There are three circumstances under which a municipality may be held liable under Monell: (1) where an “appropriate officer or entity promulgates a generally applicable statement of policy and the subsequent act complained of is simply an implementation of that policy”; (2) “where no rule has been announced as policy but federal law has been violated by an act of the policymaker itself”; and (3) “where the policymaker has failed to act affirmatively at all, [though] the need to take some action to control the agents of the government is so obvious, and the inadequacy of existing practice is so likely to result in the violation of constitutional rights, that the policymaker can reasonably be said to have been deliberately indifferent to the need.”Natale, 318 F.3d at 584 (quoting Bd. of the Cnty. Comm’rs of Bryan Cnty, Okl. v. Brown, 520 U.S. 397, 417-18 (1997) (Souter, J., dissenting)).

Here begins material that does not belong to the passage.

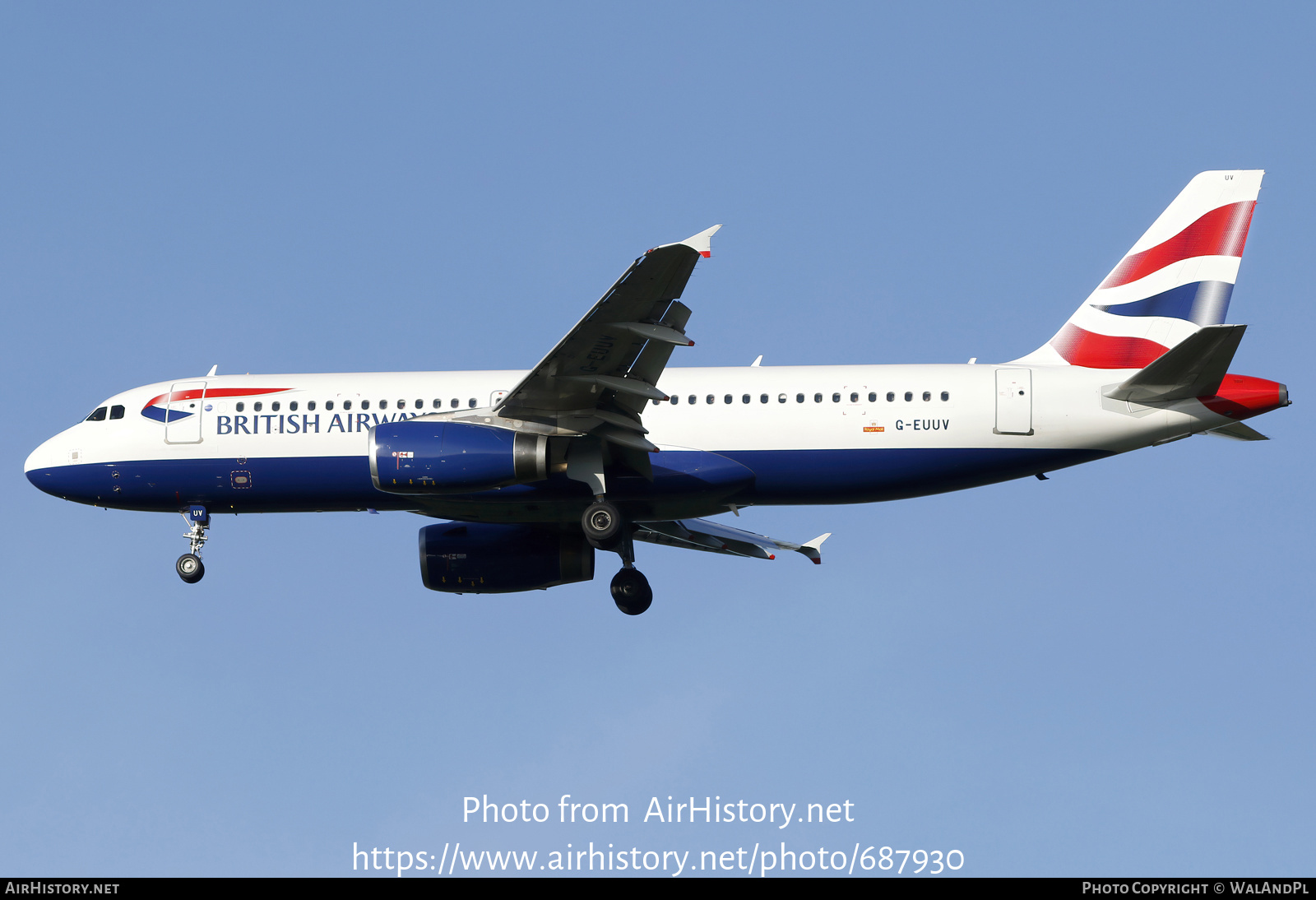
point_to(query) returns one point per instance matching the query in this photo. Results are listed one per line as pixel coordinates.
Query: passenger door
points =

Here, after carefully examining the evidence of record, we conclude that Plaintiff has failed to establish that the City of Allentown had a policy or custom that caused the alleged constitutional violation. Plaintiff merely asserts that the City of Allentown should be liable because Officer Magill is its employee. This is analogous to a respondeat superior theory of liability, which has been expressly denounced by the Supreme Court. See Monell, 436 U.S. at 691. Plaintiff has not presented evidence of any prior, similar incidents in the municipality, or any knowledge or involvement by a decisionmaker. Further, and perhaps most importantly, Plaintiff has failed to establish that Officer Magill violated his constitutional rights. See Brown v. Commonwealth of Pennsylvania, Dept. of Health Emergency Med. Svcs., 318 F.3d 473, 482 (3d Cir. 2003) (“[F]or there to be municipal liability, there still must be a violation of the plaintiff’s constitutional rights.”)
Therefore, Plaintiff has failed to present sufficient evidence that would lead a reasonable jury to find the City of Allentown liable under Monell. Accordingly, Defendants’ motion for summary judgment will be granted.
Plaintiff has failed to establish a violation of the Fourth or Eighth Amendments, nor has he presented evidence to support a finding of Monell liability. Plaintiff cannot meet the elements of a state-created danger claim, and even if he was successful at doing so, Officer Magill would be protected by qualified immunity. Therefore, we find that summary judgment is appropriate.
Our Order follows
AND NOW, this 13th day of
August, 2013, upon consideration of “Defendants’ Motion for Summary Judgment Pursuant to Fed.R.Civ.P. 56” (Doc. No. 50), the response and replies thereto, and for the reasons stated in the accompanying memorandum opinion, it is hereby ORDERED that Defendants’ motion is GRANTED. Judgment is entered in favor of the Defendants. The Clerk of Court shall mark this case CLOSED for statistical purposes.